Captain Matthew McDowell was a man who had never run away from anything while he was alive. Why should that change now?
So he began to taunt the Thing, to tease it through the curtain of darkness that separated them. Luring it closer and closer became a game. A dangerous one, perhaps. But it was far better than hiding from it.
He could sense the creature's growing frustration and it pleased him enormously. One day, or whatever passed for a day in this place, he laughed out loud at its rage.
It roared. The air had begun to shimmer and a smell of decay and putrefaction rushed towards him.
"I am done for," Matthew had thought, not just with calm but almost with satisfaction.
Surely, there was another place to move on to, where one could spend eternity in peace?
He had shut his eyes, in preparation for whatever lay ahead...
When he'd opened them again, the darkness was gone. In its place was a white, curling mist.
He found himself in a room, a very ordinary one filled with bits and pieces of what looked to be old furniture.

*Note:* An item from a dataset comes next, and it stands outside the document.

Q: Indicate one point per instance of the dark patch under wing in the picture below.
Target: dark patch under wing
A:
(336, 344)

"What is this place?" he whispered.
There was an oval mirror on the wall. He went to it and stared at his reflection, then raised a trembling hand to his face. His features were the same as they had always been: the sun-shot chestnut hair drawn back in a queue from a high-cheekboned face, the fierce green eyes, the straight nose, cleft chin and firm mouth... it was all familiar, yet at the same time, alien.

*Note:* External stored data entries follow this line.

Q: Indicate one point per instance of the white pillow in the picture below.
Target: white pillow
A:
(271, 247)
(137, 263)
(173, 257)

He turned from the mirror and went to the window. He took a deep breath, then pulled open the shutters.
At first, the rush of fresh, sweet air and glimpse of bright blue sky brought a faint smile to his lips. But then he looked down, and his heart leaped into his throat.
Below, just beyond a brick terrace, he could see a wrought-iron gate and a curved trellis, overgrown with lush pink roses.
Bloody hell!
He was in the attic of the house called Charon's Crossing.

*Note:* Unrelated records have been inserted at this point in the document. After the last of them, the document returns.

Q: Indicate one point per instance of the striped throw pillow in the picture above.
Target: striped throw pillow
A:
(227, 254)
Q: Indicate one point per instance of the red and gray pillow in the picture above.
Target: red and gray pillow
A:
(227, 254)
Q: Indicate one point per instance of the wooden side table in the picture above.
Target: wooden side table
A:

It was in the garden of Charon's Crossing that he had been killed.
He sprang to the door and wrestled the knob, but it would not turn. He raised his fists and beat them against the wood panels until his knuckles were raw and bleeding, but the door would not give.
"Let me out," he roared...
And just that easily, he found himself on the door's far side.
He lifted his hand, lay it against the door, and watched in horror as his fingers passed through the surface as if it were not there.
God, oh God!
He was a spirit. A ghost. A thing, doomed forever to walk the dark halls and gardens of the place that had been the scene of his betrayal and death but never to leave it, for he quickly found that the boundaries of Charon's Crossing were his boundaries, too.
His anguish took the form of rage. People moved into Charon's Crossing, then moved out. No one appreciated the nighttime rattles or moans, though they were not always his.
Sometimes, they were the sounds of the Thing on the other side of the darkness. It had apparently passed into this new dimension with him, though it could not penetrate whatever curtain it was that still separated them.
The attic became Matthew's special place. There, among the spiderwebs and discards, no one disturbed him. He was able to find at least a modicum of peace.
He could shut his eyes and let his mind float into something that, for want of a better name, he called sleep.
At first, his sleep was peaceful. But then he began to dream, and the dreams changed everything.
He dreamed of an island, lush and green beneath a hot tropical sun.
He dreamed of Charon's Crossing, and of Catherine, smiling as he held her in his arms.